Ruby on Rails as a RESTful architecture

Whenever I read about REST architecture, there is always a word about stateless operations.From my basic understanding Ruby on Rails is supposed to be of REST architecture. From my understanding stateless operations means consecutive requests are independent of each other. But in Ruby on Rails we do have session variables and cookies that sort of keeps track of some data from one request to another. Doesn't this defy stateless operations? I am confused. Can someone please clarify?

Upvotes: 1

Views: 836

Answers (2)

max
max

Reputation: 102164

Ruby on Rails follows a pragmatic real world approach - not a fundamentalist adherence to principle. REST may be stateless at its core, but creating completely stateless applications for the browser is not very desireable.

Rails mostly embraces the ideas of resource identifiers using HTTP verbs to signify different actions from REST in its routing conventions. How you use it build applications is up to the programmer.

# An example of Rails "RESTful" routes:

    Prefix Verb   URI Pattern                Controller#Action
    things GET    /things(.:format)          things#index
           POST   /things(.:format)          things#create
 new_thing GET    /things/new(.:format)      things#new
edit_thing GET    /things/:id/edit(.:format) things#edit
     thing GET    /things/:id(.:format)      things#show
           PATCH  /things/:id(.:format)      things#update
           PUT    /things/:id(.:format)      things#update
           DELETE /things/:id(.:format)      things#destroy

API applications that use token based authentication can be considered stateless for example since the clients credentials are passed in a HTTP header with every request.

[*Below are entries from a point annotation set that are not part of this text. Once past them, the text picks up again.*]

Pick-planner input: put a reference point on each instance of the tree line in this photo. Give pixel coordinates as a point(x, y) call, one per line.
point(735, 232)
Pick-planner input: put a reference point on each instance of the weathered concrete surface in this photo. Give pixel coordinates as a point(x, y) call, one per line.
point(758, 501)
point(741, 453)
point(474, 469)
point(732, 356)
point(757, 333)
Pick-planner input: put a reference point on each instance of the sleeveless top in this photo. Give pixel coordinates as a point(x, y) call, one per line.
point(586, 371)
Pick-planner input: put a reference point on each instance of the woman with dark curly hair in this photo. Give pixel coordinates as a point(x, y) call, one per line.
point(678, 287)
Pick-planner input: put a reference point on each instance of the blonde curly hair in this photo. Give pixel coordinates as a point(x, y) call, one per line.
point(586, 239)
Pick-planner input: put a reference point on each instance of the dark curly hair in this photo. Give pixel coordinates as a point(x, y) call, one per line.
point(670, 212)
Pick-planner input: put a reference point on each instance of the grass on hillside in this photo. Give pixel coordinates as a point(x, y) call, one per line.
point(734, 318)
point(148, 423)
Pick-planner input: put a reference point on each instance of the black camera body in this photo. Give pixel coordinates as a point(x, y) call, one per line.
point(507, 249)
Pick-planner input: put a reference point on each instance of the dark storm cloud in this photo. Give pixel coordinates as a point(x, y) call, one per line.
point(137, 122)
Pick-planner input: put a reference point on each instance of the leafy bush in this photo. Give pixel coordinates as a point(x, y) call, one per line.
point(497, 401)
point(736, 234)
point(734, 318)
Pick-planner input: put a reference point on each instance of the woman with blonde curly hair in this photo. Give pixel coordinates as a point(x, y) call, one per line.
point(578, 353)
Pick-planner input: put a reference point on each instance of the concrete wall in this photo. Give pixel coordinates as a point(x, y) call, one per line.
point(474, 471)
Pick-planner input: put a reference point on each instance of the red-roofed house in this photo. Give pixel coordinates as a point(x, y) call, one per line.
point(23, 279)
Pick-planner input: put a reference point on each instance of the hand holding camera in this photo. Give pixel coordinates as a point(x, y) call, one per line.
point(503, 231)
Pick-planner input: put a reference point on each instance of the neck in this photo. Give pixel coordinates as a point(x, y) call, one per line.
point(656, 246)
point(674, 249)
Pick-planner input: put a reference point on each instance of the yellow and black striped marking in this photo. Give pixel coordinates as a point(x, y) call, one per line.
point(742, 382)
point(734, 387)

For classical web applications that is not feasible since the browser does not provide any useful options of sending credentials with the request. You can build a completely stateless application - but not with any sort of authentication without requiring the user to sign in on every request.

What about cookies?

Cookies are indeed sent with every request - and where for a long time the only way the browser could hold state aside from passing it back and forth via URL:s.

However the way that Rails uses a cookie for session storage is more incidential than to give it a stateless nature. Decoding an encrypted cookie is simply faster than any other storage mechanism.

The whole idea of sessions is stateful in nature. You are adding a state storage aside from the request url, params and headers which is why session based authorization is considered stateful.

Upvotes: 0

Sergio Tulentsev
Sergio Tulentsev

Reputation: 230386

But in Ruby on Rails we do have session variables and cookies that sort of keeps track of some data from one request to another. Doesn't this defy stateless operations?

No, the requests remain "stateless" (with cookie-based session storage), because cookies are sent with every request (instead of being tracked on the server). Therefore, each request contains all info required for its processing, making it independent from all previous requests.